Resp. We agree with the reviewer that this represents an apparent contradiction because the autoimmune-risk T allele was more frequent in early-onset than in late-onset patients but there were no differences between early-onset patients and controls but this allele was significantly less common among the late-onset vs controls. This could be a simple statistical effect due the limited sample size, mainly of the late-onset group, but could be also explained by interaction with other genes that differ in their association with early and late onset Psor. In this context we found a different distribution of the IFIH1 genotypes between Cw6+ and negatives. To shed light on this issue we included a new table 3 with the Cw6 and rs1990760 frequencies in patients and controls. See also the discussion:
Compared to the controls the rs1990760 T frequency was higher in the two patient groups, but the difference was more pronounced and in opposite direction compared to late-onset patients (Table 3). This apparent contradiction could be explained by several reasons. First, the limited sample size of the late-onset cohort should make us take this result with caution. Also, we found a different degree of the rs1990760 T risk between and Cw6 positives and negatives. The risk effect of Cw6*0602 was more pronounced for early-Psor and this could explain the heterogeneous distribution of the IFIH1 genotypes in the two patients. IFIH1 could also interact with other gene variants in different ways among early and late-onset cases, as reported for other polymorphisms [63]. Also, the frequency of high-expression/function of the IFIHI1 variants could reflect a balance between the innate protection against viral infection disease and the deleterious effect of an exacerbated inflammatory response. In this context, we must consider the balance between the IFIH1/MDA5 response and common viral infections that could trigger the skin inflammatory pathway that leads to Psoriasis [68, 69].

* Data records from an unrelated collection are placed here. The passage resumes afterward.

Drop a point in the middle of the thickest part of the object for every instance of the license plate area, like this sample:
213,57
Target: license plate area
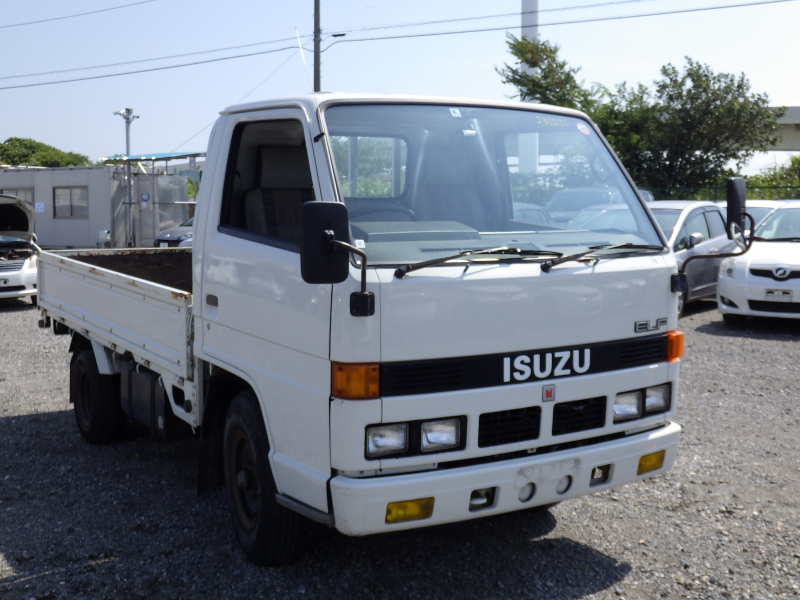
778,295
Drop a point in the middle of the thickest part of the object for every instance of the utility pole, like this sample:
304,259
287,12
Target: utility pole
317,36
128,115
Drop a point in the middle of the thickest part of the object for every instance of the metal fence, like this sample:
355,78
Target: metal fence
719,193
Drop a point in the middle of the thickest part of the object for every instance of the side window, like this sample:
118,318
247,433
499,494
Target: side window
696,223
716,224
267,181
71,203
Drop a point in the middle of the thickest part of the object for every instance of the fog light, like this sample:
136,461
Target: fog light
441,435
628,406
409,510
526,492
651,462
387,439
657,398
564,484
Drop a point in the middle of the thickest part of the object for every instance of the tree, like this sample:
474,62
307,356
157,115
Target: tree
25,151
682,133
552,81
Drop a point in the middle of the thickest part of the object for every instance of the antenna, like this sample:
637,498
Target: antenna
303,56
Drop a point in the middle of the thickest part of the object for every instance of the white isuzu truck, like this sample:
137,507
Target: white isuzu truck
379,327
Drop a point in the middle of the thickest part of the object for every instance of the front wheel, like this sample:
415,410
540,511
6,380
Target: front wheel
96,399
269,534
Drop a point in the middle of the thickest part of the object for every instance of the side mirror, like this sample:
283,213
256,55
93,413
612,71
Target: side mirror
736,196
320,260
737,235
696,238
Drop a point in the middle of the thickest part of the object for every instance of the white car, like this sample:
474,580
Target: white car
17,256
764,282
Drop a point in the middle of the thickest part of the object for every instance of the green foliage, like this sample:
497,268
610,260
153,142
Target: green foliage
25,151
553,81
682,133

It would be beneficial for the readers if authors can present details from the genotype analysis for controls (separate by age groups) in table 1 or 2. MAFS/population allele frequencies should be stated either in text or in table 1 (or 2) aiding readers’ understanding of data presented.
Resp: we include the information of controls in a new table 3.
Figure 1 is incomplete and should entail data from the control cohort.
The figure was revised to show the frequency of the genotypes in cw6 + and cw6 negatives, early-onset/late-onset/ and total controls.
I could not find supplementary table 1 and 2.
Resp: we included the supplementary file.